The key finding is that the “flooding” process enables the preservation of global and local topological descriptors necessary to distinguish classes that are difficult for simpler PH subsampling or for networks lacking explicit topological regularization.

6. Mathematical Formulation and Guarantees

• Complex Definition:

$$\operatorname{Flood}_r(X, L) = \{ \sigma \in \operatorname{Del}(L) : |\sigma| \subseteq \bigcup_{x \in X} B_r(x) \}$$

• Filtration Assignment:

$$f(\sigma) = \max_{p \in |\sigma|} \min_{x \in X} d(p, x)$$

• Stability (bottleneck):

$$d_B\left(\operatorname{dgm}_i(\operatorname{Flood}(X,L)), \operatorname{dgm}_i(\operatorname{Flood}(X',L)) \right) \leq d_H(X,X')$$

• Approximation to Alpha:

$$d_B\left(\operatorname{dgm}_i(\operatorname{Alpha}(X)), \operatorname{dgm}_i(\operatorname{Flood}(X,L))\right) \leq 2\, d_H(X,L)$$

These guarantees formalize both numerical stability and the loss bounds relative to idealized full-complex computations.

7. Implications and Significance

The Flood complex provides a scalable, stable, and information-rich method for extracting topological summaries from large-scale point clouds.

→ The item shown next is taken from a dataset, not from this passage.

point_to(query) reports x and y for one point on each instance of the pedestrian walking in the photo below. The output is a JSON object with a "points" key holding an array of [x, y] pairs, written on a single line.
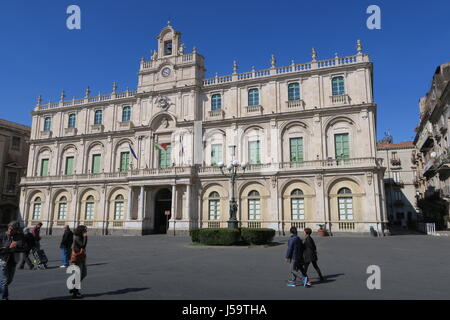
{"points": [[29, 245], [11, 246], [310, 253], [36, 234], [65, 246], [294, 256], [79, 255]]}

In high-volume or high-resolution data regimes common in modern computer vision, remote sensing, and 3D scanning, it enables single-pass persistent homology computations that can be directly incorporated in machine learning pipelines (e.g., for object recognition or structural analysis) where the input geometry is both voluminous and topologically intricate. Its empirical superiority over both traditional PH and neural network baselines in several domains underscores the importance of scaling and geometric fidelity in TDA.

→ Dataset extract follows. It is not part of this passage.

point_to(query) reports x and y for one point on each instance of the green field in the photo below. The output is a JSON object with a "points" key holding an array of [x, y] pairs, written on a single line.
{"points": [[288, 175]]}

The Flood complex, by combining Delaunay-based triangulation, efficient flooding-induced filtration, and GPU parallelization, is a foundational advancement in the computational topology of large datasets, and is particularly well-adapted for persistent homology pipelines in modern geometric data analysis (Graf et al., 26 Sep 2025).